I am trying to calculate the rolling correlation between two xarray dataarrays.

Suppose my dataset is:

<xarray.Dataset>
Dimensions:            (date: 2621, x: 100)
Coordinates:
  * date               (date) datetime64[ns] 2007-01-03 2007-01-04 ...
  * x                  (x) int64 1 2 3 4 5 6 ...
Data variables:
    a                  (date) float64 -0.001011 0.001227 -0.006087 0.002535 ...
    b                  (date, x) float64 -0.001007 -0.0001312 -0.02594 ...

I would like to compute the rolling coefficients between a and b so that the dimensions of each coefficient is (date, x). Note that the date dimension is present because the rolling is applied along the date axis.

I was able to put together and ugly way to do this full of for loops but was wondering if there is a way to do it by somehow applying the reduce function on the rolling dataset object. I can't see a way to do it but there may be an entirely different approach I am missing.

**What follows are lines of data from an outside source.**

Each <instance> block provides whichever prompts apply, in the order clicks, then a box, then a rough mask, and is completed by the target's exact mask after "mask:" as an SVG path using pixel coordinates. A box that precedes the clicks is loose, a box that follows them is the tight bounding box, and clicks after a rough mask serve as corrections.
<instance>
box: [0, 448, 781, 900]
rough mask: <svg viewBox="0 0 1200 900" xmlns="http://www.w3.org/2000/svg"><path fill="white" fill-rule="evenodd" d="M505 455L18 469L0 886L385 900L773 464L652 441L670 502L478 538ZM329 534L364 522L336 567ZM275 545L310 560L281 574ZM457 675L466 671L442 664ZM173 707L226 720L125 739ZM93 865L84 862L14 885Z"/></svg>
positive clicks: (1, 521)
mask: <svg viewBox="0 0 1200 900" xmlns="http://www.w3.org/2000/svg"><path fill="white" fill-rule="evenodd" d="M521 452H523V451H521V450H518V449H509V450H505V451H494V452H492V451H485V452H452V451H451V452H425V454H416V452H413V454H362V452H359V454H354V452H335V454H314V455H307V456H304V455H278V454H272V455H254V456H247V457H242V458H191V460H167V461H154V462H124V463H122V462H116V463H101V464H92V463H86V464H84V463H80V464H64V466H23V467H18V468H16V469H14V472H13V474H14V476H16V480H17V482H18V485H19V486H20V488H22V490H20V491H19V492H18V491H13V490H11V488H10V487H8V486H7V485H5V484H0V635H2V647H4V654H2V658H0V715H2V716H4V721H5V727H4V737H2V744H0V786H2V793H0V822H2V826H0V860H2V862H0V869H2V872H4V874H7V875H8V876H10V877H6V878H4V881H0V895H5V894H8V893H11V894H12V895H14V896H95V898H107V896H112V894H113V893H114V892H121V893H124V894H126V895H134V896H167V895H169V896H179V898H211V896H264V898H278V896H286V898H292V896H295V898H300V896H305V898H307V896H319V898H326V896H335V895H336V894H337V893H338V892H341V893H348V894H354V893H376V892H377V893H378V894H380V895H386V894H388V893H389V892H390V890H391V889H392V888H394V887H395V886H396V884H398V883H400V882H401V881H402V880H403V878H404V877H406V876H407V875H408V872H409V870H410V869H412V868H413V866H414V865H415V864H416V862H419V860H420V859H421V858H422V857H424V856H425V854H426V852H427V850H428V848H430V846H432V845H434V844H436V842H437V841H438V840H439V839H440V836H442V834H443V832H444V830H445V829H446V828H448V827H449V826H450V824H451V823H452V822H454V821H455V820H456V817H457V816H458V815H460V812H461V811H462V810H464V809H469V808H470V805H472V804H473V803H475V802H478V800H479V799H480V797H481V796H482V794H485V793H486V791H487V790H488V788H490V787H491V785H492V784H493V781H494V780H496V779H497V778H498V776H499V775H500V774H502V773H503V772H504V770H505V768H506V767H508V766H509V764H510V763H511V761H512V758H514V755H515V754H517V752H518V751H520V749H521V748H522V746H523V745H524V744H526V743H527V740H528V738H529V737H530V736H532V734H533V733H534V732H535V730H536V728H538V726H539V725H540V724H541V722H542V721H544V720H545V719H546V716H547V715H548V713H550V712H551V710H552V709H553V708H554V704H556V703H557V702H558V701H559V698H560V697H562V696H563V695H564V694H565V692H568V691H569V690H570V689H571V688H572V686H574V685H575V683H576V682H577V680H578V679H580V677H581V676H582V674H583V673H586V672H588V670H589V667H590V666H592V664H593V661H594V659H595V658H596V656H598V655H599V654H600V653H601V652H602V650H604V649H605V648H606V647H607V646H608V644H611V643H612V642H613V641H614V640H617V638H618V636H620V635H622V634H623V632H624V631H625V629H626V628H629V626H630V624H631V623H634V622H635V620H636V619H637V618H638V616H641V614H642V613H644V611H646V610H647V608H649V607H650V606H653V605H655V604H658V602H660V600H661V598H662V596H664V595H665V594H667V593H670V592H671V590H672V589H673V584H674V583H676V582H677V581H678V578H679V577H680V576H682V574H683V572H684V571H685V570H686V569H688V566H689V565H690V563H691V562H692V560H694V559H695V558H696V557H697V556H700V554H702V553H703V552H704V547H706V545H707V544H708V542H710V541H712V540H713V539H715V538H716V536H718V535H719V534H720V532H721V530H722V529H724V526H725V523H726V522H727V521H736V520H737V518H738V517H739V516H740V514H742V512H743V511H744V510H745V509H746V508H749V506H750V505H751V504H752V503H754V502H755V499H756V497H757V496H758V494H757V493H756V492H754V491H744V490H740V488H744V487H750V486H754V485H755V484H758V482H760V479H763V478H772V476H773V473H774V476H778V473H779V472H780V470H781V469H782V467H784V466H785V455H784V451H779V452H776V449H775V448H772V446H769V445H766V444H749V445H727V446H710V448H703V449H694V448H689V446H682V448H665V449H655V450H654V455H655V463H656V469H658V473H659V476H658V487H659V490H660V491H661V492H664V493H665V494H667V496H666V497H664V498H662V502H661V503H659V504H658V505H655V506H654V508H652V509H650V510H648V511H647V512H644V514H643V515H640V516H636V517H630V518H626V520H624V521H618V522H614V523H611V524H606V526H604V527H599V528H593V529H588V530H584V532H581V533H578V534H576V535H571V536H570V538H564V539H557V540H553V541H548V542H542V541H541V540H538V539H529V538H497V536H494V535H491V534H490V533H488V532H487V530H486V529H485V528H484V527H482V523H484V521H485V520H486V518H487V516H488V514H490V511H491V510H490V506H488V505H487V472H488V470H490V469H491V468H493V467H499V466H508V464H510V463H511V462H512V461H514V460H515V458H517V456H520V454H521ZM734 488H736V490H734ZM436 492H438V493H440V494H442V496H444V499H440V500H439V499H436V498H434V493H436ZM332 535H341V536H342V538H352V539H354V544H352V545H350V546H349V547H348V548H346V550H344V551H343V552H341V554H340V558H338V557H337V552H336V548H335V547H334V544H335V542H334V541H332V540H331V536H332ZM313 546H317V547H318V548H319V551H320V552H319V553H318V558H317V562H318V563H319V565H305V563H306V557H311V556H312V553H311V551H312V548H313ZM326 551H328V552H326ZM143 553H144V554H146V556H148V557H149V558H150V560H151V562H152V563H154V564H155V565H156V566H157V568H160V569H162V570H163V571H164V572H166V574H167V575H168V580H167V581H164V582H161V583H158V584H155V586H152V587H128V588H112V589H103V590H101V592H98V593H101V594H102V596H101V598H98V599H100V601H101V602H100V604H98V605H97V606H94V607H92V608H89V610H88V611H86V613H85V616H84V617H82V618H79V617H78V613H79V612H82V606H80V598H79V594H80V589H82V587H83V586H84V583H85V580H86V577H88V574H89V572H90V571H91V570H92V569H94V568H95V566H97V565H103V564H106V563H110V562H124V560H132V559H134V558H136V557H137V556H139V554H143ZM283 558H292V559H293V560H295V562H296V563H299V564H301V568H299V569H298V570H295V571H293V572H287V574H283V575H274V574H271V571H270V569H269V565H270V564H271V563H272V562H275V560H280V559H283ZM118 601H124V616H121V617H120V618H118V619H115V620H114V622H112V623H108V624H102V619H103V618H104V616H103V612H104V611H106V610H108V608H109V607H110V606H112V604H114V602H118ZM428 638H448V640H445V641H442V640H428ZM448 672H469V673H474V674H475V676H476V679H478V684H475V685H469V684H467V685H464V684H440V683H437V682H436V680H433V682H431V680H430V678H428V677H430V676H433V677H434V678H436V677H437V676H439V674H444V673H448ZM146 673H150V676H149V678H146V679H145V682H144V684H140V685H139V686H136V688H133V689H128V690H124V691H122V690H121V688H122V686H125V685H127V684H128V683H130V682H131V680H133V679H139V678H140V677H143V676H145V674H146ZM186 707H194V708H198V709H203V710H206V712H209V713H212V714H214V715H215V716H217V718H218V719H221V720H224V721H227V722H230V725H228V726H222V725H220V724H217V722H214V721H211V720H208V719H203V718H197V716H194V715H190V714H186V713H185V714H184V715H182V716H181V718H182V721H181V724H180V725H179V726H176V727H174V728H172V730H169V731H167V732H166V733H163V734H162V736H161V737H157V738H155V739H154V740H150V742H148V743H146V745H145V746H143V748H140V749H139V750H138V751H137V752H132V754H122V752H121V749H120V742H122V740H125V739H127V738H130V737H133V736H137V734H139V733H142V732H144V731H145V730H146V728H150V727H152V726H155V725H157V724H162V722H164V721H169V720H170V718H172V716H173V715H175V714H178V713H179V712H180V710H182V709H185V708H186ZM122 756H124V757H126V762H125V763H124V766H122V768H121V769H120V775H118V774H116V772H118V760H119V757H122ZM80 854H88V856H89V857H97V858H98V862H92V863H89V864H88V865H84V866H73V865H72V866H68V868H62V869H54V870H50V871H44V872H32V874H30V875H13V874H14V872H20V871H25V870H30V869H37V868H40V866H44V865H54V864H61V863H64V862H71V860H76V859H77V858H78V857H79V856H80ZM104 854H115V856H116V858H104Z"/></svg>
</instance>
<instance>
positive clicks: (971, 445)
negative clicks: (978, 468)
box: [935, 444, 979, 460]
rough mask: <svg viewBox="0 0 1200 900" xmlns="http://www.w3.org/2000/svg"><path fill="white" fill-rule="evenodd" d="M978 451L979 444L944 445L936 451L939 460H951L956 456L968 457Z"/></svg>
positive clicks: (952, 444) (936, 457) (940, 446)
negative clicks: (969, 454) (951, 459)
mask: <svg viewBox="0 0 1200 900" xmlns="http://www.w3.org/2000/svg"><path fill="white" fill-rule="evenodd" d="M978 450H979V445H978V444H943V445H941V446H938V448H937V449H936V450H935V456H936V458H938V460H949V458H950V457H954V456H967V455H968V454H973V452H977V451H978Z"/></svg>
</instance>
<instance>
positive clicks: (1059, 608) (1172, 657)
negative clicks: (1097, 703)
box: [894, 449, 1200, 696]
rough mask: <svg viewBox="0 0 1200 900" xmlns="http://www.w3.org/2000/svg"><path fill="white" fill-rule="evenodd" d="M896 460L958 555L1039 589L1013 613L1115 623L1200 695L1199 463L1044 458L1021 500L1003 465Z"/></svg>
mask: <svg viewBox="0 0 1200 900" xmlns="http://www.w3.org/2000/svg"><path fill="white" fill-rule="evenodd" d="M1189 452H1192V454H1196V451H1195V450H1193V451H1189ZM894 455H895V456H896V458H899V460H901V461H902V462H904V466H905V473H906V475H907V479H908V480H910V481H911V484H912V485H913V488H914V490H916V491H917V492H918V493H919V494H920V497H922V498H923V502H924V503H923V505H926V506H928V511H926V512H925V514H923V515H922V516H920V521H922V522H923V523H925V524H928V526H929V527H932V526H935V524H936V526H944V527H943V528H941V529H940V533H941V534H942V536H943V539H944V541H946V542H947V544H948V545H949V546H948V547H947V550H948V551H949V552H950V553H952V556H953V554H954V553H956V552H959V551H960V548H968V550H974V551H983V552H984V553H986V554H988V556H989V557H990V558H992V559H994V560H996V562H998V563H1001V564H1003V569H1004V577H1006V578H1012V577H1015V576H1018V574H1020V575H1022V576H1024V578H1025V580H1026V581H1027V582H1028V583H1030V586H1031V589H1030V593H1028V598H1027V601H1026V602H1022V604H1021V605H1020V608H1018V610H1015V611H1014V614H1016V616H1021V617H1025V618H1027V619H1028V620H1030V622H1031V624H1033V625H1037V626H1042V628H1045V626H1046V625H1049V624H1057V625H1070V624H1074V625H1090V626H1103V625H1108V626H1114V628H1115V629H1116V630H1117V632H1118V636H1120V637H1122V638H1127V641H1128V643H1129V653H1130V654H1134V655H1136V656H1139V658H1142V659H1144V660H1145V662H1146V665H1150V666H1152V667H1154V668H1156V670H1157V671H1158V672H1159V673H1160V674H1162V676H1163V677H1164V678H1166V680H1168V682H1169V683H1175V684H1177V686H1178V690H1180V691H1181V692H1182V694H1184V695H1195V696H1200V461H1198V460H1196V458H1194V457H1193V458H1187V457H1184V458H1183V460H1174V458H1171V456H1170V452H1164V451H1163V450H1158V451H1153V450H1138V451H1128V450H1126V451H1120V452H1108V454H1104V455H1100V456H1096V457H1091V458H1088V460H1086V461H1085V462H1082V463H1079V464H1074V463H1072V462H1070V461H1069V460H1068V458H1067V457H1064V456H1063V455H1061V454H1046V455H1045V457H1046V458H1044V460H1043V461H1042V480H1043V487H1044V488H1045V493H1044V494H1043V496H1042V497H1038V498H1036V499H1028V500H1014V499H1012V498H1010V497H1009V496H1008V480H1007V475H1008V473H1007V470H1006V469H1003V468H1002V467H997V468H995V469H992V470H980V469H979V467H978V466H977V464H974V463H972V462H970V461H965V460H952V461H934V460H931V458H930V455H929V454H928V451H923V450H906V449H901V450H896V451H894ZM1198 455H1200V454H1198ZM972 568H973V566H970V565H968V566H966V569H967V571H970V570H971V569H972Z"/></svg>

This problem can be generalized by applying any arbitrary function that takes two series of numbers as inputs (in this case the correlation function.

user32430
  • 65
  • 8

1 Answers1

2

One can construct a new rolling window dimension using DatasetRolling.construct, then calculate correlation over the window dim using xarray.corr:

  1. Instantiate as Dataset. Concatenating to a DataArray on a new dim would also work.
import xarray as xr
ds = xr.Dataset({
    'series1': xr.DataArray(np.arange(10), dims='x'),
    'series2': xr.DataArray(np.arange(10, 20), dims='x')
})
ds
# <xarray.Dataset>
# Dimensions:  (x: 10)
# Dimensions without coordinates: x
# Data variables:
#     series1  (x) int64 0 1 2 3 4 5 6 7 8 9
#     series2  (x) int64 10 11 12 13 14 15 16 17 18 19
  1. Instantiate a rolling window object using Dataset.rolling, and construct a new window dimension on this object using DatasetRolling.construct:
rolling = ds.rolling(x=3)
with_dim = rolling.construct('window_dim')
with_dim
# <xarray.Dataset>
# Dimensions:  (window_dim: 3, x: 10)
# Dimensions without coordinates: window_dim, x
# Data variables:
#     series1  (x, window_dim) float64 nan nan 0.0 nan 0.0 ... 7.0 8.0 7.0 8.0 9.0
#     series2  (x, window_dim) float64 nan nan 10.0 nan ... 18.0 17.0 18.0 19.0
  1. Invoke xarray.corr as usual:
xr.corr(with_dim['series1'], with_dim['series2'], dim='window_dim')
# <xarray.DataArray (x: 10)>
# array([nan,  1.,  1.,  1.,  1.,  1.,  1.,  1.,  1.,  1.])
# Dimensions without coordinates: x

A very stale thread, yes, but hopefully this helps someone.

EhoTACC
  • 21
  • 3